Monday 11 May 2015

Of plagiarism and commandments

Plagiarism is another way of dealing head-on with the surplus of the precedent and the problems caused by it. But plagiarism, the use of others’ words without acknowledgment, is truly nothing but a legal pronouncement. In essence, access to words is free of any injunction. It has always been free, ever since word combinations were made possible; ever since words became pronounceable, i.e. repeatable.


What has made the free use of words (and of texts in general) questionable is the law of copyright, a new-comer to the party of authorial accreditations.

Kidnapping texts

To put it simply, copyright is a prescription of property as well as one of propriety. It dictates the limits within which texts must be enjoyed and, at the same time, establishes the right avenues (the only acceptable ones) for the acquisition of enjoyment. What’s more, the phenomenon of misappropriation of texts has been endowed with an important affective charge, observable in its very etymology: the word plagiarism is derived from the Latin plagiarius, the meaning of which happens to be “one who kidnaps the child or slave of another.” With this reference to family, to the social structure closest to one’s being-in-society, enough provisions have been made to distinguish the act of plagiarism as a criminal act with intimate implications. Being plagiarized (finding one day that someone out there has copied your words, your ideas etc.) feels very personal precisely because of this; precisely because misappropriation is a crime against one’s family, against one’s home (insofar as one can be said to live within one’s own texts, within one’s language), against one’s blood and sweat.

Source: University of New Brunswick Libraries
While this emotional investment cannot be neglected, the commotion around the notion of plagiarism is equally due to the economic nature of the problem under scrutiny. The economy of ownership makes things interesting only insofar as they belong to someone who can be identified in a crowd. And so, the inviolability of ownership turns out to be based primarily on the recognition of a face, of an identity. No claim can be made for a case of plagiarism unless the face of the plaintiff is known, unless their name is pronounced in the public market. One will, therefore, have to think of ownership of texts in terms of hospitality – welcoming someone into one’s own text, inviting someone to be there and to behave as though the interior (the text) were their own.
This is what the logic of writing for a reader sounds like when put in the simplest of terms. But this is a flawed logic, because the welcoming implied by the host is not exactly attainable. Hospitality is in essence a form of hostility (Derrida). You don’t just give away your property to someone else; you don’t just let them use it as pleases their heart. Offering my house as a place to stay doesn’t automatically imply that the visitor can enjoy complete freedom in relation to it or in relation to me. On the contrary, if anything, they will be faced with the restrictions raised by my hospitality: don’t walk around naked, don’t spill coffee on the carpet, don’t watch tv unless you asked for permission, don’t use my toothbrush, don’t monopolize the toilet seat, don’t read my books unless invited to, don’t make free use of any texts. And I mean any!

Owning things

At close scrutiny, all of the above prove to be very weak statements. There is nothing inherent in any text that makes it subjectable to ownership.
Possession is the result of an economic exchange; or to put it otherwise, possession is the result of an arbitrary concord. There is a contractual basis (and bias) to all possessions, and one that creates an imbalance. The contract stipulates primacy of one individual user to the detriment of others. It establishes inaccessibility as the measure of all access. Only insofar as others are denied access to the text can the owner be said to enjoy his property in full. In other words, ownership over a text is not meant to singularize the user; rather, it is meant to transform the others (the outsiders) into transgressors.
Since on the other side of interdictions there are other, more subtle, interdictions, the right to be undisturbed in one’s enjoyment of property creates the desire for possession in all the contenders (i.e. in all of those who have been left out: the barbarians).
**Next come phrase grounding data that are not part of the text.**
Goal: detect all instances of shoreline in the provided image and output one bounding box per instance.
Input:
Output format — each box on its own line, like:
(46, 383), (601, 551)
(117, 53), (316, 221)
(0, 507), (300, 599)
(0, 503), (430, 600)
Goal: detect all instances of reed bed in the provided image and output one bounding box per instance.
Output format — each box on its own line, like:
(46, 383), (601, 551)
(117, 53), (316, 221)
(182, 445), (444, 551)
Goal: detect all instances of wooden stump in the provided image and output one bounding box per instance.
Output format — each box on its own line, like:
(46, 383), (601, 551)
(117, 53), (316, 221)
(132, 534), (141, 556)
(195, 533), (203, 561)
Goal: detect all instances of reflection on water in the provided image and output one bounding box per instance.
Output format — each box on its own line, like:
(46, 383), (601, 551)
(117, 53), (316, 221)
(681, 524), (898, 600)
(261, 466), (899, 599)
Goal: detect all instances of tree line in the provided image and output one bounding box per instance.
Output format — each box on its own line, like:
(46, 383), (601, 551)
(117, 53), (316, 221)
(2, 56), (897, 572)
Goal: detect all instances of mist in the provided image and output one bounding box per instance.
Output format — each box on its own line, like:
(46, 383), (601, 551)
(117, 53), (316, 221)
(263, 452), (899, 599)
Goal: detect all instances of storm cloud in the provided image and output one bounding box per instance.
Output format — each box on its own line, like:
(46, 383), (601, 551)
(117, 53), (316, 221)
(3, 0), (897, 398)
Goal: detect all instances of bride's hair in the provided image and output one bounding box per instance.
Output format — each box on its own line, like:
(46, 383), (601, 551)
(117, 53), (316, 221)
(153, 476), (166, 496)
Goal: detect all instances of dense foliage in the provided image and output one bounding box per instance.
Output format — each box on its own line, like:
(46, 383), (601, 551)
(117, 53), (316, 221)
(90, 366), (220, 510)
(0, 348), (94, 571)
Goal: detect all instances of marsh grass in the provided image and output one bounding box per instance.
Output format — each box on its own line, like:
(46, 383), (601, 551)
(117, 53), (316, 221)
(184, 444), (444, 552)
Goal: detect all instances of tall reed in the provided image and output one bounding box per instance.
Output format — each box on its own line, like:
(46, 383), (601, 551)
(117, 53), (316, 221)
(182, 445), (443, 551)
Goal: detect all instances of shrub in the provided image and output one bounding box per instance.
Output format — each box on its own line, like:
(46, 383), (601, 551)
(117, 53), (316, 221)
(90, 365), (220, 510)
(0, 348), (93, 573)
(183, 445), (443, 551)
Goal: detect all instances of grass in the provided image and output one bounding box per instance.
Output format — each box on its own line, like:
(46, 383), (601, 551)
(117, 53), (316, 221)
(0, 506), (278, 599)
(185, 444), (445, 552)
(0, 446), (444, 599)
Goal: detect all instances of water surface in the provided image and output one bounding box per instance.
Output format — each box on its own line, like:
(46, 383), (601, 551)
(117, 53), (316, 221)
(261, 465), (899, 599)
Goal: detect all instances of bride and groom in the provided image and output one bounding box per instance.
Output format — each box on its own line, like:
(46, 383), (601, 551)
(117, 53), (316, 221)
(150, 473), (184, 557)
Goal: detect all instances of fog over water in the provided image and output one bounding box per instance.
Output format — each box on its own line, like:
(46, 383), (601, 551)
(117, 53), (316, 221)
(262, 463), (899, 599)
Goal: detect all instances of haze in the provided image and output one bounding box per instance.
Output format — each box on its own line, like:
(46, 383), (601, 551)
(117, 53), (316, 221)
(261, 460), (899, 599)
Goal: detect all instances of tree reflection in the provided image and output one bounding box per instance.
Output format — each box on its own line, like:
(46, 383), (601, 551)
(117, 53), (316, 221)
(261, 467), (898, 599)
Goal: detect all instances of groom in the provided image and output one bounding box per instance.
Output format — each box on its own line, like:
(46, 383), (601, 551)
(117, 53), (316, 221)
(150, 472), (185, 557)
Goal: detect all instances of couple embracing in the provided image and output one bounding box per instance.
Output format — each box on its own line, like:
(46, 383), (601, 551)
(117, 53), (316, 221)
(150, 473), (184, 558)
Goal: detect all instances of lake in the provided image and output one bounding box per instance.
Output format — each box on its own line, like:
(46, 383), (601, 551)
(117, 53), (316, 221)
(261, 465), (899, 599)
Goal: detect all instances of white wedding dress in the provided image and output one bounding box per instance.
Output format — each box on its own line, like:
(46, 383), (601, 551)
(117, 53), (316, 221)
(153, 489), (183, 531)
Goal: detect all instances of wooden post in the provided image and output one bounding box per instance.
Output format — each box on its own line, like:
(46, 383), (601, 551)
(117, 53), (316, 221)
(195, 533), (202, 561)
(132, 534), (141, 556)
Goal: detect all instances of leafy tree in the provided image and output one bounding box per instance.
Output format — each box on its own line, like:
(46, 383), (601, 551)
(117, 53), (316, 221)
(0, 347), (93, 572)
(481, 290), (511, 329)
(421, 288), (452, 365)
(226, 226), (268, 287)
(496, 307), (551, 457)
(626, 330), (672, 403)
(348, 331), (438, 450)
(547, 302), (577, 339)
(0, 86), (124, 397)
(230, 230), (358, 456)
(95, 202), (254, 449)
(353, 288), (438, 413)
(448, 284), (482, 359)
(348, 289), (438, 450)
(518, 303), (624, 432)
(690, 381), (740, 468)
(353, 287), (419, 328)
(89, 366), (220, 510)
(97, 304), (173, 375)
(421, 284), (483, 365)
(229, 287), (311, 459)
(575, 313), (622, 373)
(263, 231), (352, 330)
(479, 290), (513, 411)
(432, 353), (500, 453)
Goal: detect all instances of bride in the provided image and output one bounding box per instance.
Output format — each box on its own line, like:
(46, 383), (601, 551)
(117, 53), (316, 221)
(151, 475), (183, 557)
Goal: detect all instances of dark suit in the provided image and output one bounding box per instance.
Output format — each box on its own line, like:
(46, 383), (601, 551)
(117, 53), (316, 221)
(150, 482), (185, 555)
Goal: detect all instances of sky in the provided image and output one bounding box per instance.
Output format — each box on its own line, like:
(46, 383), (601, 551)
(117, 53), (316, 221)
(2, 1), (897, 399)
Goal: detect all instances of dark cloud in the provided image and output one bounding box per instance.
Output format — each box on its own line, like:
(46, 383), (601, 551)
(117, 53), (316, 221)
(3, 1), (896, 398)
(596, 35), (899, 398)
And so, in fact, possession invites transgression, insofar as it establishes the grounds for the formation of desire.
The issue here is not the use, but the property. In principle, if something can be used by one individual it can be used by another individual in the same way. (What one man can do another man can do.) There are no biological or economic limits capable of altering one’s access to texts, to objects. Physically, objects are identically situated in relation to all who live and who experience them. I can see and touch a book or a table to the same extent that anybody else can see and touch them. I can take that book or that table and furnish my living room with them, and there is nothing to stop me from doing this; nothing, that is, but an abstract formulation, a statement made before me (chronologically as well as spatially), a law that precedes my coming into contact with the book or the table.

(c) Dave Coverly. Source: Penn State
Once ownership has been asserted, the object is thought of in terms of precedence. Whereas before it was a matter of horizontal distribution, in which equality of access was the mot-de-jour, now access to objects is arranged vertically. There’s the owner, who is regarded as originator, the ordering principle, the starting point of the very idea of distribution; and then there’s the subsequent user, who must have a different experience of the same object, one implying not the object’s qualities but the presence of the owner.
One should be able to see here already a general theory of writing and reading, in which reading can be said to be misappropriation of anything that preceded it: of any written utterance. Any reader could be prosecuted for plagiarism, since he/she makes use of texts produced by others.